# Supply Chain Verification System: Exploratory Data Analysis

This notebook contains exploratory data analysis for our supply chain verification system. We'll analyze product data, transfer patterns, ethical scores, and look for potential anomalies.

In [None]:
# Import necessary libraries
import pandas as pd
import numpy as np
import matplotlib.pyplot as plt
import seaborn as sns
import plotly.express as px
from sqlalchemy import create_engine
from dotenv import load_dotenv
import os

# Load environment variables
load_dotenv()

# Set up database connection
db_url = os.getenv('DATABASE_URL')
engine = create_engine(db_url)

# Set plot styles
plt.style.use('seaborn')
sns.set_palette('viridis')

In [None]:
# Load data
query = """
SELECT 
    p.id AS product_id,
    p.name,
    p.manufacturer,
    p.manufacturing_date,
    p.batch_number,
    p.current_owner,
    p.category,
    p.price,
    p.quantity,
    p.last_updated,
    c.certification_body,
    c.certification_date,
    c.expiration_date,
    e.score_category,
    e.score,
    e.assessment_date,
    t.transfer_date,
    t.from_owner,
    t.to_owner,
    t.location,
    t.latitude,
    t.longitude
FROM products p
LEFT JOIN certifications c ON p.id = c.product_id
LEFT JOIN ethical_scores e ON p.id = e.product_id
LEFT JOIN transfers t ON p.id = t.product_id
"""

df = pd.read_sql(query, engine)
print(f"Loaded {len(df)} records")
df.head()

## Data Overview

In [None]:
# Display basic statistics
df.describe()

In [None]:
# Check for missing values
missing_values = df.isnull().sum()
print("Missing values:")
print(missing_values[missing_values > 0])

## Product Analysis

In [None]:
# Product category distribution
plt.figure(figsize=(12, 6))
df['category'].value_counts().plot(kind='bar')
plt.title('Product Category Distribution')
plt.xlabel('Category')
plt.ylabel('Count')
plt.xticks(rotation=45)
plt.show()

In [None]:
# Price distribution
plt.figure(figsize=(12, 6))
sns.histplot(df['price'], kde=True)
plt.title('Price Distribution')
plt.xlabel('Price')
plt.show()

## Transfer Analysis

In [None]:
# Number of transfers over time
df['transfer_date'] = pd.to_datetime(df['transfer_date'])
transfers_over_time = df.groupby('transfer_date').size().reset_index(name='count')
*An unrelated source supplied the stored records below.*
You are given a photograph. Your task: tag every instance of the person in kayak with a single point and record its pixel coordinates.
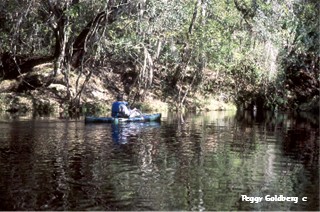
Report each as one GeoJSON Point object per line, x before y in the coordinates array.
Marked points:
{"type": "Point", "coordinates": [120, 109]}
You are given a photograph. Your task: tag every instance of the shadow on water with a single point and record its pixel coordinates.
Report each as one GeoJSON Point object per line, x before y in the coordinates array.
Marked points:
{"type": "Point", "coordinates": [187, 162]}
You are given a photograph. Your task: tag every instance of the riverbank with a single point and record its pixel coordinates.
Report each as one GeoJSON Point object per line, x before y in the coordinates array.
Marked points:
{"type": "Point", "coordinates": [98, 93]}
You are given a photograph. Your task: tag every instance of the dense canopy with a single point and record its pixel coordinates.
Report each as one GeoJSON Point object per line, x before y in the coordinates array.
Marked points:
{"type": "Point", "coordinates": [251, 52]}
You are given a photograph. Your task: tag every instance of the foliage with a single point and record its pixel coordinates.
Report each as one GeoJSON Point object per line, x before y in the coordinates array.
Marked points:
{"type": "Point", "coordinates": [242, 49]}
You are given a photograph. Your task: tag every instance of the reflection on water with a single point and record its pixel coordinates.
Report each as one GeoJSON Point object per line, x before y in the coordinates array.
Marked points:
{"type": "Point", "coordinates": [186, 162]}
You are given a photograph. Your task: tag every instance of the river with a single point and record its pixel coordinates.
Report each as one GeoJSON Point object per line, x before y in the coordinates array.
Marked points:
{"type": "Point", "coordinates": [208, 161]}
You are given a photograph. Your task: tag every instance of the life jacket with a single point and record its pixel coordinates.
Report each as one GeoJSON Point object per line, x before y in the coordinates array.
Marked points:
{"type": "Point", "coordinates": [115, 110]}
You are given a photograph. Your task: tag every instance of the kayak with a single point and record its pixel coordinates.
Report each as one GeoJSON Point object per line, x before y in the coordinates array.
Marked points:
{"type": "Point", "coordinates": [143, 118]}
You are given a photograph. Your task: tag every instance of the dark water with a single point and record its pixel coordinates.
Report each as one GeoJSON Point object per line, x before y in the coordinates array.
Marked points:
{"type": "Point", "coordinates": [187, 162]}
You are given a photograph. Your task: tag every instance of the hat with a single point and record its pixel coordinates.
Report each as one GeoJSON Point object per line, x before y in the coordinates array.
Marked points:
{"type": "Point", "coordinates": [120, 97]}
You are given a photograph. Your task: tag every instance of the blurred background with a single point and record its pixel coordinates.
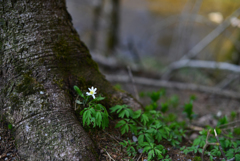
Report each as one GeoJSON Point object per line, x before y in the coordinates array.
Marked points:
{"type": "Point", "coordinates": [185, 46]}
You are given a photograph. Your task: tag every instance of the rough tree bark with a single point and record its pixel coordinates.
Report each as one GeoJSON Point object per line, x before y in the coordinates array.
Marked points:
{"type": "Point", "coordinates": [41, 59]}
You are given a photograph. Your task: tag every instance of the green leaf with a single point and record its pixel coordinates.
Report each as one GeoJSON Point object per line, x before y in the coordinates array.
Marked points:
{"type": "Point", "coordinates": [9, 126]}
{"type": "Point", "coordinates": [146, 149]}
{"type": "Point", "coordinates": [164, 107]}
{"type": "Point", "coordinates": [141, 139]}
{"type": "Point", "coordinates": [86, 117]}
{"type": "Point", "coordinates": [133, 128]}
{"type": "Point", "coordinates": [105, 120]}
{"type": "Point", "coordinates": [98, 118]}
{"type": "Point", "coordinates": [79, 92]}
{"type": "Point", "coordinates": [78, 102]}
{"type": "Point", "coordinates": [99, 98]}
{"type": "Point", "coordinates": [237, 157]}
{"type": "Point", "coordinates": [144, 119]}
{"type": "Point", "coordinates": [124, 129]}
{"type": "Point", "coordinates": [117, 108]}
{"type": "Point", "coordinates": [137, 114]}
{"type": "Point", "coordinates": [123, 113]}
fig = px.line(transfers_over_time, x='transfer_date', y='count', title='Number of Transfers Over Time')
fig.show()

In [None]:
# Transfer network visualization
import networkx as nx

G = nx.from_pandas_edgelist(df, 'from_owner', 'to_owner')
pos = nx.spring_layout(G)

plt.figure(figsize=(15, 15))
nx.draw(G, pos, with_labels=True, node_color='lightblue', node_size=500, font_size=8, arrows=True)
plt.title('Transfer Network')
plt.show()

## Ethical Sourcing Analysis

In [None]:
# Ethical score distribution
plt.figure(figsize=(12, 6))
sns.boxplot(x='score_category', y='score', data=df)
plt.title('Ethical Score Distribution by Category')
plt.xlabel('Score Category')
plt.ylabel('Score')
plt.show()

In [None]:
# Certification status
cert_status = df['certification_body'].notna().value_counts()
plt.figure(figsize=(8, 8))
plt.pie(cert_status.values, labels=['Certified', 'Not Certified'], autopct='%1.1f%%')
plt.title('Product Certification Status')
plt.show()

## Anomaly Detection

In [None]:
from sklearn.ensemble import IsolationForest

# Prepare data for anomaly detection
anomaly_features = ['price', 'quantity', 'score']
X = df[anomaly_features].dropna()

# Train isolation forest model
clf = IsolationForest(contamination=0.1, random_state=42)
clf.fit(X)

# Predict anomalies
X['anomaly'] = clf.predict(X)

# Visualize anomalies
fig = px.scatter_3d(X, x='price', y='quantity', z='score', color='anomaly',
                    title='Anomaly Detection in 3D Space')
fig.show()

## Conclusion

This exploratory data analysis has provided insights into our supply chain verification system, including:

1. Product category distribution and pricing patterns
2. Transfer patterns over time and network visualization
3. Ethical sourcing scores and certification status
4. Potential anomalies in price, quantity, and ethical scores

These insights can be used to improve our verification processes, identify potential risks, and enhance the overall efficiency of the supply chain.